Gotcha with XmlDocument.Validate and XDocument.Load

TL;DR: XmlDocument.Validate is not a read-only operation. but changes the document tree. XDocument.Load(XmlReader) adds attributes, even if they are marked as unspecified.

Two interesting quirks of XmlDocument and XDocument worked together to take me by surprise last week.

I was refactoring a method using XmlDocument to build … well … an XML document. To make sure I did not break everything I had established a regression test comparing the resulting XML document to an expected XML document. For lack of Equals support on XmlDocument I used XDocument‘s deep-equals capabilities (through FluentAssertions) by loading the expected XML document into an XDocument and — and this is the important part — converting the XmlDocument returned by the method into an XDocument using an XmlNodeReader:

XmlDocument returnedXmlDoc = MyMethod();
XDocument expectedDoc = XDocument.Load(fileStream);
XDocument actualDoc = XDocument.Load(new XmlNodeReader(returnedXmlDoc));

actualDoc.Should().BeEquivalentTo(expectedDoc());

This worked fine during the refactoring.

Then I made one more change to MyMethod: internally, MyMethod was validating the built XmlDocument against a schema. Before the change it had the XML content in a MemoryStream. It built an XmlDocument just for validation from that stream. After successful validation it would return a fresh XmlDocument built from the same stream. After the change, it returned the successfully validated XmlDocument without building a fresh one. Why throw away a perfectly good XmlDocument after all just to build it again?

And suddenly, the regression test failed. It reported an unexpected attribute on actualDoc. What happened?

Comparing the XML content of the XDocuments actualDoc and expectedDoc revealed that some XML elements in actualDoc now contained additional attributes that were optional in the schema with their values set to their defaults.

It turns out that XmlDocument.Validate is not — as I intuitively thought — a read-only operation. This seems non-obvious and is not mentioned in the method documentation itself. Had I read the online documentation, it would have told me, among other things, that

after successful validation, schema defaults are applied

https://docs.microsoft.com/en-us/dotnet/api/system.xml.xmldocument.validate?view=net-5.0#System_Xml_XmlDocument_Validate_System_Xml_Schema_ValidationEventHandler_ (see “Remarks”)

In this case, Validate added XML nodes for attributes declared in the schema as optional. It did this in a semantically correct way by setting their XmlAttribute.Specified property to false. The string rendered from the XmlDocument would not show those attributes, same as before.
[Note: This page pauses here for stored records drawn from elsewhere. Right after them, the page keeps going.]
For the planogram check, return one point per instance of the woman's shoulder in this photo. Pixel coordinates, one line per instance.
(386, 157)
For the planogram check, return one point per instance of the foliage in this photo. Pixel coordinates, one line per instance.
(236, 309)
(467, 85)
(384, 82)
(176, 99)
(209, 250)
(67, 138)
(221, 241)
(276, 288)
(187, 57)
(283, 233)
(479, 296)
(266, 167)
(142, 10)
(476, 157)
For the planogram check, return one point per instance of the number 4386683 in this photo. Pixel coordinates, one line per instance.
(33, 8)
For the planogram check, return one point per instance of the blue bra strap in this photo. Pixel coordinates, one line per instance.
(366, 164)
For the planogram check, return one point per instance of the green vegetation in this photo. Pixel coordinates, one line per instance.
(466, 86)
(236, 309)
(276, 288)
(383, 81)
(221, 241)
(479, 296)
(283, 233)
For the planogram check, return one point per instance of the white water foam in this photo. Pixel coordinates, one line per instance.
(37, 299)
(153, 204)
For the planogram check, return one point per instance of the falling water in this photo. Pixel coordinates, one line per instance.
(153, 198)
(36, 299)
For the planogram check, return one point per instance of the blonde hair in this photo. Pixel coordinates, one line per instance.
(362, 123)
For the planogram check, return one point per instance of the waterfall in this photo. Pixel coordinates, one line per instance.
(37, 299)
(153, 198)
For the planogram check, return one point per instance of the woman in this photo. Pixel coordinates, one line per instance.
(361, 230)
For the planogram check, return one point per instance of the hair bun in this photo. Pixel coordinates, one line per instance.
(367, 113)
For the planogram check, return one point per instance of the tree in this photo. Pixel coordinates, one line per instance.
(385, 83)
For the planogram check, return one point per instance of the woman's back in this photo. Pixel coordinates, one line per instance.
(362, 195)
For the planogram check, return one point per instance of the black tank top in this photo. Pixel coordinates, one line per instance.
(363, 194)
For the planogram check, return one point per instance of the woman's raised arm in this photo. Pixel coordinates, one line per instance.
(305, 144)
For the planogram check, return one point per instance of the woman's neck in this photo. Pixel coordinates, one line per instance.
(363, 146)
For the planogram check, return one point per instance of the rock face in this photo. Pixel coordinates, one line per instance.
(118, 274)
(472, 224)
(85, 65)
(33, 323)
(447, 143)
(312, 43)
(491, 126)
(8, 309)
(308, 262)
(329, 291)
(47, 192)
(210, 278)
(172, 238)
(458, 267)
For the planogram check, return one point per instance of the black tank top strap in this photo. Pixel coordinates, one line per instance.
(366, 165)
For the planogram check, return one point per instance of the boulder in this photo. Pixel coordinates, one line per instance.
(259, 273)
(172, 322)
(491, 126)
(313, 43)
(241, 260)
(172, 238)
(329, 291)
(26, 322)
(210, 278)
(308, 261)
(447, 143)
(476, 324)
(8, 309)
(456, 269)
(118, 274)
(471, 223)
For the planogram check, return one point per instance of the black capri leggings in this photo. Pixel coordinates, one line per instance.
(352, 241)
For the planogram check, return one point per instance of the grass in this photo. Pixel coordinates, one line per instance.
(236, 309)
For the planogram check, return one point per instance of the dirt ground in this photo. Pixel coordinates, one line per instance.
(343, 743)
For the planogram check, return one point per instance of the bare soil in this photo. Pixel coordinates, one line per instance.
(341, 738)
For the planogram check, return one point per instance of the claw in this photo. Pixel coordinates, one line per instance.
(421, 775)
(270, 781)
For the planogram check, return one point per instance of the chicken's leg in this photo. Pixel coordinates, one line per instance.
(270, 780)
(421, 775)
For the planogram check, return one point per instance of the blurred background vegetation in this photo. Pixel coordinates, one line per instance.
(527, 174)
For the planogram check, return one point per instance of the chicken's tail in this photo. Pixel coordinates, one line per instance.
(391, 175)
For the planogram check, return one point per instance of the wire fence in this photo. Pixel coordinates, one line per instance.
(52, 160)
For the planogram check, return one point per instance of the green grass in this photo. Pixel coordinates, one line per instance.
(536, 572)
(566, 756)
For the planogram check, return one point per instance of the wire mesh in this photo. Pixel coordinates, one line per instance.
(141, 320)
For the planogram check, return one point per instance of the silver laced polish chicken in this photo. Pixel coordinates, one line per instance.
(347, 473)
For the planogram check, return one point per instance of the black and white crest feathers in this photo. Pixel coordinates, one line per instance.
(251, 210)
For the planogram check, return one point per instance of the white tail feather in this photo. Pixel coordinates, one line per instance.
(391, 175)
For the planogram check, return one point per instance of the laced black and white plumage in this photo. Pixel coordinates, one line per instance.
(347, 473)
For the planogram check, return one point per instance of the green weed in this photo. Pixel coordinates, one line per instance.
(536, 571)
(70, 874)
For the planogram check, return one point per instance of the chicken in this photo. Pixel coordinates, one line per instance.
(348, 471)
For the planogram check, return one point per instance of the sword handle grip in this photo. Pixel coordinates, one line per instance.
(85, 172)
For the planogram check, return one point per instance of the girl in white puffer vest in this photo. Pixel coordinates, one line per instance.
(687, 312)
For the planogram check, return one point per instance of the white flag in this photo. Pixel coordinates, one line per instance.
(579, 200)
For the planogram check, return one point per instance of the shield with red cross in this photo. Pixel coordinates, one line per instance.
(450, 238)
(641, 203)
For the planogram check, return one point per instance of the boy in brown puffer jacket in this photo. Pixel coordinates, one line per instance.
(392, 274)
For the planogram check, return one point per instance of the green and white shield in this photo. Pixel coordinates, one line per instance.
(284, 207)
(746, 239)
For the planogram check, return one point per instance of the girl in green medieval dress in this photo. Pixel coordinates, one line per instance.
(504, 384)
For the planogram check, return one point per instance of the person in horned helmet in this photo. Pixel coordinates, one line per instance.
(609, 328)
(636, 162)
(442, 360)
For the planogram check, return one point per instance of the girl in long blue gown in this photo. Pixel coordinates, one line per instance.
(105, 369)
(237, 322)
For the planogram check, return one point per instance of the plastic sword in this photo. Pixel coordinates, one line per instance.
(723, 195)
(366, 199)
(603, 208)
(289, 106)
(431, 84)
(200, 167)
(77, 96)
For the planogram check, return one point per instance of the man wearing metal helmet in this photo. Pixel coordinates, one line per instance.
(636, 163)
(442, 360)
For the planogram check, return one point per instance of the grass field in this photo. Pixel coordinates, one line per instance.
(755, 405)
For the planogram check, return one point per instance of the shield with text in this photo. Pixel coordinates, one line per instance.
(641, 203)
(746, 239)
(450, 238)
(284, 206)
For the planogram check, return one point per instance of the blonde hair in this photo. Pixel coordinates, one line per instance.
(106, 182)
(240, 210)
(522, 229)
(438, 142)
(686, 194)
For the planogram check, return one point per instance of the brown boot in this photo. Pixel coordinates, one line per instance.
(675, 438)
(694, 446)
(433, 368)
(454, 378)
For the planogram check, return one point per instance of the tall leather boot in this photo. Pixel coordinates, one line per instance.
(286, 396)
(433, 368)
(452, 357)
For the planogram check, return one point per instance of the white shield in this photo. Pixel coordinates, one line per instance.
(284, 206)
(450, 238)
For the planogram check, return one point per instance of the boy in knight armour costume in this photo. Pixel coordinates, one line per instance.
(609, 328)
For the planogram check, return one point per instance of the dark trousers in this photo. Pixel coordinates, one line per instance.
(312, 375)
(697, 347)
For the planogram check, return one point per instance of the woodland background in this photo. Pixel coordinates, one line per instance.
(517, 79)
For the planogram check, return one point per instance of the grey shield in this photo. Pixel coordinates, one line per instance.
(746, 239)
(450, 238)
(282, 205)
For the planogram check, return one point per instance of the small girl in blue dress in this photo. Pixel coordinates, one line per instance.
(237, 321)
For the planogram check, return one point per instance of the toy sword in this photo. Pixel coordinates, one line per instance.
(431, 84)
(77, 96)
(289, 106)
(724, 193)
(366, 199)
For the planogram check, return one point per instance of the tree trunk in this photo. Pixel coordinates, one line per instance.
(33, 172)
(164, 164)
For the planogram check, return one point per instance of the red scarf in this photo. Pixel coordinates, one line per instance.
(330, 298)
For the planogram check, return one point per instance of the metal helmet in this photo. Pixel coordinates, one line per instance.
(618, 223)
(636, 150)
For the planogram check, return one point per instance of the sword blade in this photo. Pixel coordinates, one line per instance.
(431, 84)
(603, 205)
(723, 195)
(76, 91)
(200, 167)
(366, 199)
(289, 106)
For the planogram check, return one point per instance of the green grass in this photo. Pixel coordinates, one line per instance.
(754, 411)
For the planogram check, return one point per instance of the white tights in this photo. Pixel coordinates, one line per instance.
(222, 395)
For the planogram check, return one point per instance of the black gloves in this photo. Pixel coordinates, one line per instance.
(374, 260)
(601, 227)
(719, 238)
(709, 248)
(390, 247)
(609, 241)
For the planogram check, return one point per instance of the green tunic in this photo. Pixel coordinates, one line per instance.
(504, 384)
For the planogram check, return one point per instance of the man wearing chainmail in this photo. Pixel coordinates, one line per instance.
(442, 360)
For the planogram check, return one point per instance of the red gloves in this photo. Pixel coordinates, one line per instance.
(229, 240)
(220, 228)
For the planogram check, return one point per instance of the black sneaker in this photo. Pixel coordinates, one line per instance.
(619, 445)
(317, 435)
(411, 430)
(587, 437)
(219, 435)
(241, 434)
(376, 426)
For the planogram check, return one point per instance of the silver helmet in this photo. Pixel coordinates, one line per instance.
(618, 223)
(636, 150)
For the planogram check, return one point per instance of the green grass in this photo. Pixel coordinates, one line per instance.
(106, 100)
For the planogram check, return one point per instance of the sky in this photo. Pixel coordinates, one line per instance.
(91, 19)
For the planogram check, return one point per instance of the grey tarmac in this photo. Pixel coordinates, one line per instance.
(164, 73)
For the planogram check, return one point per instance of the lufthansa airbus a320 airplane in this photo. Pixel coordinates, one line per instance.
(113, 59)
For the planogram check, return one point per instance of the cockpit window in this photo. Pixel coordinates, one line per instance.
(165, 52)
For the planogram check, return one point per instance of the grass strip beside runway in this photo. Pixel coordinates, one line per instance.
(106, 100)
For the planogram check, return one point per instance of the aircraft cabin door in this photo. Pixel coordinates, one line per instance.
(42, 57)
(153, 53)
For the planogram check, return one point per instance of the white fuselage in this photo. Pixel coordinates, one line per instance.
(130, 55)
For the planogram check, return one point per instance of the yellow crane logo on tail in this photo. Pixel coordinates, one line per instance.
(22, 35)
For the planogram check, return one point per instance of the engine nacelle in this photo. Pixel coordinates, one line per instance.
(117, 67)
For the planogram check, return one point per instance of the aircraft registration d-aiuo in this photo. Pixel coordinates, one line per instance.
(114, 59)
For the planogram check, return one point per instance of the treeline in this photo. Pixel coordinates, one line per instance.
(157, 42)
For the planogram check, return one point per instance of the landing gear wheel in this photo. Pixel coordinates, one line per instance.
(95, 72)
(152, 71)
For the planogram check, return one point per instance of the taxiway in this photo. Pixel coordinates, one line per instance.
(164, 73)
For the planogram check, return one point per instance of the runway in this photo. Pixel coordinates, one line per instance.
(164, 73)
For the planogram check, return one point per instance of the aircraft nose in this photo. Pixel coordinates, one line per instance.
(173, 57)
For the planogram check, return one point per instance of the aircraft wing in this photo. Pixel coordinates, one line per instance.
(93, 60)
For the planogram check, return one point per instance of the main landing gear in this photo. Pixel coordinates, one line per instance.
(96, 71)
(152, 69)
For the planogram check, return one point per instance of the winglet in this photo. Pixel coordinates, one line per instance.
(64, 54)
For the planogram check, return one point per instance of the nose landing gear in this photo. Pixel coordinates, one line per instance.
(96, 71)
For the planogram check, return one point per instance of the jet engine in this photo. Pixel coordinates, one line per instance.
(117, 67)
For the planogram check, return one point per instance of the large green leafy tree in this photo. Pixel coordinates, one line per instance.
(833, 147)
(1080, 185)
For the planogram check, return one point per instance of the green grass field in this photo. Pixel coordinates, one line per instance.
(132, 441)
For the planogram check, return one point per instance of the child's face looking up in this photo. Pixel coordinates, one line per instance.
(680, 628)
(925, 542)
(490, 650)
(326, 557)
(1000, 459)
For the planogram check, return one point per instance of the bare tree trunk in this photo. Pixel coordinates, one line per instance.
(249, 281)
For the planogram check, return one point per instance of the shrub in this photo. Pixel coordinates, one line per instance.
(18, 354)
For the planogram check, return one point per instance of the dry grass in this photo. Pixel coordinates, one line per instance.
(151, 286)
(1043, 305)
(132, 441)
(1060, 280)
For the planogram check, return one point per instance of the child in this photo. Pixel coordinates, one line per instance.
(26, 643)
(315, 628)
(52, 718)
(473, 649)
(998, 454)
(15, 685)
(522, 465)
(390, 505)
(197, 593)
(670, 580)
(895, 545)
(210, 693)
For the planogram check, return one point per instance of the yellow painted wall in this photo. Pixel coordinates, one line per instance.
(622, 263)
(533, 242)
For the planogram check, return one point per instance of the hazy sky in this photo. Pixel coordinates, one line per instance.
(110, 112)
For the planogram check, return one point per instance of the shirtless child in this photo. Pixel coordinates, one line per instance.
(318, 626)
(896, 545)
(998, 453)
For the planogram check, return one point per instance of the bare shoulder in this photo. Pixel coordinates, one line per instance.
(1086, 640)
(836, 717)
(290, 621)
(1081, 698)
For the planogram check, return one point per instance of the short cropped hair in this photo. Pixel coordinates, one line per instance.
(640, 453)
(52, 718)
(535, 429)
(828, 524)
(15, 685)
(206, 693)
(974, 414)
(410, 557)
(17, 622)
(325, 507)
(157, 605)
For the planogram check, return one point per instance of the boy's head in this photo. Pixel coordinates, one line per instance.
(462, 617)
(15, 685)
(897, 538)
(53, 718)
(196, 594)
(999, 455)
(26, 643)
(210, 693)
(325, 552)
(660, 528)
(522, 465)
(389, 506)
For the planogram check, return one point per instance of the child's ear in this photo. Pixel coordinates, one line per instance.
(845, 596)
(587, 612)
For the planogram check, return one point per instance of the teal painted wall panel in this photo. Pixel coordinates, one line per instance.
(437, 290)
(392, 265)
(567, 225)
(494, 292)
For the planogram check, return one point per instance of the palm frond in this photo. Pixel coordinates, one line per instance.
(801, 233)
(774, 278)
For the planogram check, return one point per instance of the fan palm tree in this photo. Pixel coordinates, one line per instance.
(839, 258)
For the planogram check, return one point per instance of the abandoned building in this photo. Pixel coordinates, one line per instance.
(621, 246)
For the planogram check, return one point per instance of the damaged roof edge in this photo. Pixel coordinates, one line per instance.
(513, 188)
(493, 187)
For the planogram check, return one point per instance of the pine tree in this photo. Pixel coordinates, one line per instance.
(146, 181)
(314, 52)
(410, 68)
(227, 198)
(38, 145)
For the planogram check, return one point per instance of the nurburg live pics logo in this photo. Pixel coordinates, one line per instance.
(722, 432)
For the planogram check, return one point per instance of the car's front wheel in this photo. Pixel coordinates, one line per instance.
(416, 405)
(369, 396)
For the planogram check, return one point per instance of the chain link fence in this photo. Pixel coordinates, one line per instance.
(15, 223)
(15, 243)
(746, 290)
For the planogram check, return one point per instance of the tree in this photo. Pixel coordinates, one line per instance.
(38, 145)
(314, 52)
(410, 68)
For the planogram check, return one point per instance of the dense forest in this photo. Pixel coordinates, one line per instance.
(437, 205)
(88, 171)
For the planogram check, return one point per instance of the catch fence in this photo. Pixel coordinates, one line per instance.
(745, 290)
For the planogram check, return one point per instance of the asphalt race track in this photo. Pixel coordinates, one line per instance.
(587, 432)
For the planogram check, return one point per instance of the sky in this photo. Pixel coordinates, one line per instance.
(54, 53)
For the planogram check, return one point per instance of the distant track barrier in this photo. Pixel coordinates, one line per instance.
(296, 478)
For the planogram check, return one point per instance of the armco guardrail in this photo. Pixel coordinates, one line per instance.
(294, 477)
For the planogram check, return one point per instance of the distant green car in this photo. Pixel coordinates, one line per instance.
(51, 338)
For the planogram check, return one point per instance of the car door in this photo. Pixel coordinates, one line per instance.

This meant, the failing test was a false negative. The method was still working fine, but the test wrongly reported a deviation.

How then did those attributes find their way into the XDocument and make the regression test fail?
The moving parts are XmlNodeReader and XDocument.Load.

The reference source of XmlNodeReader (https://referencesource.microsoft.com/#System.Xml/System/Xml/Dom/XmlNodeReader.cs) tells us that the XmlNodeReaderNavigator‘s IsDefault property respects the Specified property of attributes and will return false for those newly added default attributes. XmlNodeReader delegates its IsDefault property to its internal XmlNodeReaderNavigator and thus also respects the Specified property.

The hunt continues by looking at XDocument‘s Load method (see https://referencesource.microsoft.com/System.Xml.Linq/System/Xml/Linq/XLinq.cs.html). It turns out that the Load method completely ignores its XmlReader‘s IsDefault. This could be by design or because the default XmlReader implementation always returns false (see https://referencesource.microsoft.com/System.Xml/System/Xml/Core/XmlReader.cs.html).

The XDocument will happily load the unspecified attribute and add it to itself, just as if it were specified. Since XElement and XAttribute themselves seem to have no way of marking an attribute unspecified, the attribute is now there to stay and will find its way into the rendered XML string as well.

And all this because we validated an XmlDocument.

The judgement call now is to decide what the goal of your test is and thus whether the test or the implementation is wrong.

I was able to take the easy way out: I let MyMethod validate a clone of the XmlDocument and throw that away after successful validation. MyMethod will most likely build the XML document with XDocument or with generated POCOs eventually. The problem described here will then simply cease to exist.